From Wikipedia, the free encyclopedia
Jump to: navigation, search

"Africa" is an 18th-century hymn tune by American choral composer William Billings, who worked in New England.

History[edit]

Billings wrote "Africa" some time before 1770 and included it in his first published hymnbook, The New England Psalm Singer. Later he revised it, publishing a new version in his The Singing Master's Assistant (1778). He made additional revisions, publishing it again in Music in Miniature (1779). The latter two versions are performed today.

The name of the hymn is, as far as scholars can determine, completely arbitrary. It reflects the practice of the time to give names to the tunes (or melodies) of songs. Billings also wrote "Asia" and "America" tunes. More often, he applied the names of (arbitrarily chosen) New England towns to label his tunes.

Music[edit]

Version of 1778.

AfricaByWilliamBillings.PNG
Click to hear piano reduction (Ogg format, 250K)

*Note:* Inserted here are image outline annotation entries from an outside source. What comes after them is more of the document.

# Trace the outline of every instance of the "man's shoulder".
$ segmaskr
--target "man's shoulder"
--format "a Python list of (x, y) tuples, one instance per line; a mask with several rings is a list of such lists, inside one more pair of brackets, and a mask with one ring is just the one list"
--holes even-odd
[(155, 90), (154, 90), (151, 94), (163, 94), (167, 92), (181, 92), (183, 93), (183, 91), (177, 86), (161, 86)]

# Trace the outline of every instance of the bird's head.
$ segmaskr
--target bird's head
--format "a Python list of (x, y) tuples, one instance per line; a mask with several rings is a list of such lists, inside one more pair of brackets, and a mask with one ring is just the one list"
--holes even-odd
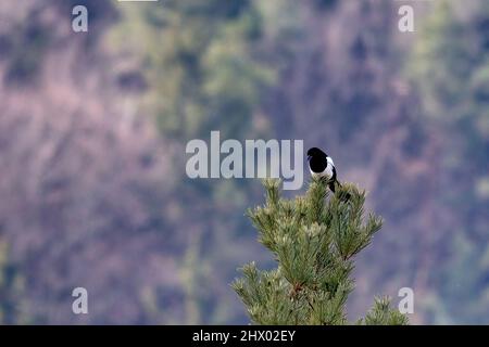
[(327, 154), (324, 153), (322, 150), (319, 150), (318, 147), (312, 147), (308, 150), (308, 160), (310, 160), (313, 156), (315, 157), (326, 157)]

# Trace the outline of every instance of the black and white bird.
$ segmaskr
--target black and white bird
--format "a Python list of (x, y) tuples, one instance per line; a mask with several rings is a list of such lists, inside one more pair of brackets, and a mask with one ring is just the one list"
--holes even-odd
[(330, 156), (318, 147), (308, 151), (309, 170), (313, 177), (326, 177), (329, 180), (328, 188), (335, 193), (335, 183), (341, 185), (336, 176), (335, 163)]

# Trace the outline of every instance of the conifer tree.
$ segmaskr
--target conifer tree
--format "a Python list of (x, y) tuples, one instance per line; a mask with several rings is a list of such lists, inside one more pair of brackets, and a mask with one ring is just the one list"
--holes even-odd
[[(278, 267), (242, 268), (233, 287), (255, 324), (347, 324), (346, 303), (353, 290), (353, 257), (381, 228), (381, 218), (364, 218), (365, 192), (352, 184), (329, 194), (324, 178), (313, 178), (305, 196), (280, 197), (279, 180), (264, 181), (266, 203), (249, 209), (259, 241)], [(405, 316), (377, 298), (358, 324), (408, 324)]]

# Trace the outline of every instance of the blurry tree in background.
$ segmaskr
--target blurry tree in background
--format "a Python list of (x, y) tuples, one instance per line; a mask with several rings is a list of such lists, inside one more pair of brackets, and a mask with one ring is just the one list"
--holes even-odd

Musically, the work is notable for the parallel descending thirds and sixths that shift from part to part. Some renditions of this hymn (for example, the practice of Sacred Harp singer) follow a practice recommended by Billings[1] They include male singers on the treble, singing an octave down, as well as female singers on the tenor part, singing an octave higher.

Words[edit]

The 1770 version of "Africa" was published without lyrics. Since it readily fits any iambic quatrain written in couplets of eight and six syllables (common meter), singers of this version would certainly have had no trouble finding lyrics to accompany it. Such quatrains are common in hymn lyrics.

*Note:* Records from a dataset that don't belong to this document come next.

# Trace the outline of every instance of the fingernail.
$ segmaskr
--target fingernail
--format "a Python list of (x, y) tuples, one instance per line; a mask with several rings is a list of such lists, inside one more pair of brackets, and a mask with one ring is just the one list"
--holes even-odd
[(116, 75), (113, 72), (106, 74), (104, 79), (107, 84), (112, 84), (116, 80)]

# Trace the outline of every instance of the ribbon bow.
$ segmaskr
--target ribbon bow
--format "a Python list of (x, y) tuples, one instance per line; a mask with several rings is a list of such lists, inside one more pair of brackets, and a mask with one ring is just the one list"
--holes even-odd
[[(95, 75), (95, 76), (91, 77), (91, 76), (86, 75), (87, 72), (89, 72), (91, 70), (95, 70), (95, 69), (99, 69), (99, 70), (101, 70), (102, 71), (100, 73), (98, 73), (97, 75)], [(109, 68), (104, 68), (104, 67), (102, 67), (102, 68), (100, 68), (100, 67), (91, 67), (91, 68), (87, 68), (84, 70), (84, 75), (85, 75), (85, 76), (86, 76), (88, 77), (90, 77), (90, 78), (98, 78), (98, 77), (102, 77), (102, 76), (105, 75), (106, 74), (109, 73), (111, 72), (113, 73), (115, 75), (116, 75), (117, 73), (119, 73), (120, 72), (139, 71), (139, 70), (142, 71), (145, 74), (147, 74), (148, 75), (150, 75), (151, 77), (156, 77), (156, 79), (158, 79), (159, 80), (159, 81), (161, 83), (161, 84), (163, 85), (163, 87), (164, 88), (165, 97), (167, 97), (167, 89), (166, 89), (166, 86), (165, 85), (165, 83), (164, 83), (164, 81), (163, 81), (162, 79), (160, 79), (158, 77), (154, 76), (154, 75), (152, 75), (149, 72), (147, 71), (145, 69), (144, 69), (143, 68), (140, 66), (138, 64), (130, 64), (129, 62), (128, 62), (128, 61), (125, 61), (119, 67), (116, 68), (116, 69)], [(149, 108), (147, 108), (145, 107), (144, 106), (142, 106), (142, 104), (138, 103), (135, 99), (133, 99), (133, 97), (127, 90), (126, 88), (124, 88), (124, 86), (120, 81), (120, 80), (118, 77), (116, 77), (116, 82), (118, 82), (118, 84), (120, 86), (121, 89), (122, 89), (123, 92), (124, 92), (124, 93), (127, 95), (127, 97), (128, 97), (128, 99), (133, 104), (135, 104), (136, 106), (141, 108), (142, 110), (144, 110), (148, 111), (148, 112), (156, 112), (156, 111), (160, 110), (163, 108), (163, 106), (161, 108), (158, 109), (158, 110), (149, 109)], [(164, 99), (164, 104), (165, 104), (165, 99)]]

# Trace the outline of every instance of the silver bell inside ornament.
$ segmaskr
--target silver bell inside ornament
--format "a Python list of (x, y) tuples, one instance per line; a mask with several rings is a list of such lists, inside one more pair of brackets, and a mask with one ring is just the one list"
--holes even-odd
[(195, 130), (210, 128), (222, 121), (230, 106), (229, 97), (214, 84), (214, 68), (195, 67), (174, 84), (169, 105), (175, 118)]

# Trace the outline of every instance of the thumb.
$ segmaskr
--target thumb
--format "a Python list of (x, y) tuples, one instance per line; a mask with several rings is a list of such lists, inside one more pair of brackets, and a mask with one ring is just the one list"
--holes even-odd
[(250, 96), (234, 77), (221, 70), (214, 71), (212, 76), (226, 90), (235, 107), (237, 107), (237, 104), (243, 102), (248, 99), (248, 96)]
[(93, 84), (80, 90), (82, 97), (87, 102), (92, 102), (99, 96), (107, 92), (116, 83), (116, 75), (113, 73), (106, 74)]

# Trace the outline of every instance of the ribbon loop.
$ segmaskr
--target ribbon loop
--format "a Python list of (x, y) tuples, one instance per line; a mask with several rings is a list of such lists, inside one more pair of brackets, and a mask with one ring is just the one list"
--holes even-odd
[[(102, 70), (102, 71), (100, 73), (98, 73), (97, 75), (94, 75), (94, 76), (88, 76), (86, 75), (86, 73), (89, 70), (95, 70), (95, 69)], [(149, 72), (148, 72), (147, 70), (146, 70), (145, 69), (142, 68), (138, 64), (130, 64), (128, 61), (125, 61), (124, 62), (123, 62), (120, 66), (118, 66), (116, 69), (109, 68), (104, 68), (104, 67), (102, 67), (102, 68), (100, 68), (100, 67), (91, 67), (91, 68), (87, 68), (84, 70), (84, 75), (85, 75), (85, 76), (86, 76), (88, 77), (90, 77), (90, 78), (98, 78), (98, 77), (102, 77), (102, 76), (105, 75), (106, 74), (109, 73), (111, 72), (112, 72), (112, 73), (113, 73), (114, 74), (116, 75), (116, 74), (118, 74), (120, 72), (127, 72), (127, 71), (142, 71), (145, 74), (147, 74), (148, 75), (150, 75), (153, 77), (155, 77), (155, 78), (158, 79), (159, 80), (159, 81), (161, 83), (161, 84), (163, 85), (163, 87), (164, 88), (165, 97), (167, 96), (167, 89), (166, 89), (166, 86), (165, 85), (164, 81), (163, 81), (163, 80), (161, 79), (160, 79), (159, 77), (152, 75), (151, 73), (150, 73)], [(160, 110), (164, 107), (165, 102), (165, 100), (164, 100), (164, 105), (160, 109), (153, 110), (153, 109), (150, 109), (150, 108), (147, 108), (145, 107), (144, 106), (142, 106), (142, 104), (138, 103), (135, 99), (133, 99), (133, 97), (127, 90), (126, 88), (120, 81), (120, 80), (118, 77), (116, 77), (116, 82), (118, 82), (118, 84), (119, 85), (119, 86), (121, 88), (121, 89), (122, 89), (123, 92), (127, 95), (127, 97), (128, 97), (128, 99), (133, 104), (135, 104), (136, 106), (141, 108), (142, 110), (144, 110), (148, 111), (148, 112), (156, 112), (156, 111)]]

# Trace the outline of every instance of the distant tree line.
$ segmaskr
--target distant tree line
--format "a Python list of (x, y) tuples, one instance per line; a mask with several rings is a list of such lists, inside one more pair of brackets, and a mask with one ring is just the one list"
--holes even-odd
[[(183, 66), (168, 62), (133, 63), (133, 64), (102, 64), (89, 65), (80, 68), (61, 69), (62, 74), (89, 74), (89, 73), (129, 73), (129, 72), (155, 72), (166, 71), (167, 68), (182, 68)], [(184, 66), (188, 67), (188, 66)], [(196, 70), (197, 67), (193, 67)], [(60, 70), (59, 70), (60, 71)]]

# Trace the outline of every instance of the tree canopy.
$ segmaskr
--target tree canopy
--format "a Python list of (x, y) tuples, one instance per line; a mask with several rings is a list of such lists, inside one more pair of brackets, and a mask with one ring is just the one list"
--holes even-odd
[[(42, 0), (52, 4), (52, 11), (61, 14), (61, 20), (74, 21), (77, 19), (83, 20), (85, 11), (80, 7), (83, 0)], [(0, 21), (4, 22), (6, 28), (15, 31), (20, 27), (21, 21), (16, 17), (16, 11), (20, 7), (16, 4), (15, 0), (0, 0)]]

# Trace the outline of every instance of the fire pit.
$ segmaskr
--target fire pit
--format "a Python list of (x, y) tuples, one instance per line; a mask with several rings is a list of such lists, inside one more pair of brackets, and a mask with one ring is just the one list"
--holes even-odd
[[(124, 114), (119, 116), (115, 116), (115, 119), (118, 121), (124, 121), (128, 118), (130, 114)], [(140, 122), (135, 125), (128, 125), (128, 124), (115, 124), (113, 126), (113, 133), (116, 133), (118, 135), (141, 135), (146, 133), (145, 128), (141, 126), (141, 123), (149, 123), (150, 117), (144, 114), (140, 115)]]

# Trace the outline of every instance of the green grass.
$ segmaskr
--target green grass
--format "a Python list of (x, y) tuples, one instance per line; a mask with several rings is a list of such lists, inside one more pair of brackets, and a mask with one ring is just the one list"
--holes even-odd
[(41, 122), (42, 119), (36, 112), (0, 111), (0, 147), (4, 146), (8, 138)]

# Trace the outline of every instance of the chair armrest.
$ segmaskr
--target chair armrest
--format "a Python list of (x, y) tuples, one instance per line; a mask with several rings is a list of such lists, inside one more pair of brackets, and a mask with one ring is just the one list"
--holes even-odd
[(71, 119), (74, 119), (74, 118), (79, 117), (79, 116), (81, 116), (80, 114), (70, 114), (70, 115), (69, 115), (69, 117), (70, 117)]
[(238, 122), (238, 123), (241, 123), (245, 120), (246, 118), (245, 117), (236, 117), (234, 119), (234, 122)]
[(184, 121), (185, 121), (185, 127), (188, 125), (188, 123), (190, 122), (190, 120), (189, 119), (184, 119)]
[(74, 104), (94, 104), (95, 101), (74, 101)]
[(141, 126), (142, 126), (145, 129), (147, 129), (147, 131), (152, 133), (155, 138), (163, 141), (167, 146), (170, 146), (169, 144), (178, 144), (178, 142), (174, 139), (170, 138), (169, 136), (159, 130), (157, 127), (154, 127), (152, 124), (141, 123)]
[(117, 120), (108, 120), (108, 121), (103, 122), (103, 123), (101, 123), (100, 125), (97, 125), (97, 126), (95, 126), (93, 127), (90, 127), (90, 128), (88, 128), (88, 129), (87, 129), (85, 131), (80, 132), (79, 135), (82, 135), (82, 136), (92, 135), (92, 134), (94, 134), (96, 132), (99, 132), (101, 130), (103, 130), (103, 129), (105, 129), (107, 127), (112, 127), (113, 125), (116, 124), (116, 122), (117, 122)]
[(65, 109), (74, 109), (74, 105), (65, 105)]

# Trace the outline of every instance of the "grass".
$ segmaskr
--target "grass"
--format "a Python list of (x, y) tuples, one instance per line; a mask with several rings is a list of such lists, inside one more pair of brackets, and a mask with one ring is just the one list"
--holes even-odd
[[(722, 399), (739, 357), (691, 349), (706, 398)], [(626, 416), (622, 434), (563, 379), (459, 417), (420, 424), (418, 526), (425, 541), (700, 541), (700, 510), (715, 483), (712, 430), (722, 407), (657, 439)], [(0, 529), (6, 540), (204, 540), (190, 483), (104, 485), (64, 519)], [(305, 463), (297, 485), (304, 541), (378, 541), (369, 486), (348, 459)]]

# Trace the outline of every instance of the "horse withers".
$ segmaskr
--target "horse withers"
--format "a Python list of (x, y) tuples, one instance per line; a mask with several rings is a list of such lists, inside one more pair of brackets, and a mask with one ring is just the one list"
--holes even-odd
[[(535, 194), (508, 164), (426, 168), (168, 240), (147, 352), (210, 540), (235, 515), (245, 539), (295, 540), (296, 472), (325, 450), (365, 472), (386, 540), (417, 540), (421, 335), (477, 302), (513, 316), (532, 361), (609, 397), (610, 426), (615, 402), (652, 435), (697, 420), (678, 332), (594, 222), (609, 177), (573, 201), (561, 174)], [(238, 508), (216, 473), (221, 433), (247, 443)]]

For the 1778 and 1779 versions, Billings chose lyrics: the first stanza of Hymn #39 of the first volume of hymns (1709) by the noted English hymnodist Isaac Watts.

Now shall my inward joys arise,
And burst into a Song;
Almighty Love inspires my Heart,
And Pleasure tunes my Tongue.

Billings took joy in singing throughout his life. He altered Watts's "joys" to "joy", although this change is not always observed by singers. Sometimes the other stanzas by Watts are also sung to the tune of "Africa"; they are as follows:

God on his thirsty Sion-Hill
Some Mercy-Drops has thrown,
And solemn Oaths have bound his Love
To show'r Salvation down.

Why do we then indulge our Fears,
Suspicions and Complaints?
Is he a God, and shall his Grace
Grow weary of his saints?

Can a kind Woman e'er forget
The Infant of her Womb,
And 'mongst a thousand tender Thoughts
Her Suckling have no Room?

Yet, saith the Lord, should Nature change,
And Mothers Monsters prove,
Sion still dwells upon the Heart
Of everlasting Love.

Deep on the Palms of both my Hands
I have engrav'd her Name;
My Hands shal raise her ruin'd Walls,
And build her broken Frame.

Watts' hymn verses were well known in Billings' day.

Reception[edit]

"Africa" is a favorite among Billings' works, and is performed frequently on concert programs and in recordings. It is one of several Billings' hymns included in the Sacred Harp musical tradition. It is widely sung in this context, although a comparatively recent addition to that book.

Books[edit]

The hymnbooks in which Billings first published "Africa" are in print today, in scholarly editions edited by Hans Nathan and published by the University Press of Virginia:

Much of the information above is taken from these scholarly editions.

Notes[edit]

  1. ^ Billings, The Continental Harmony, preface.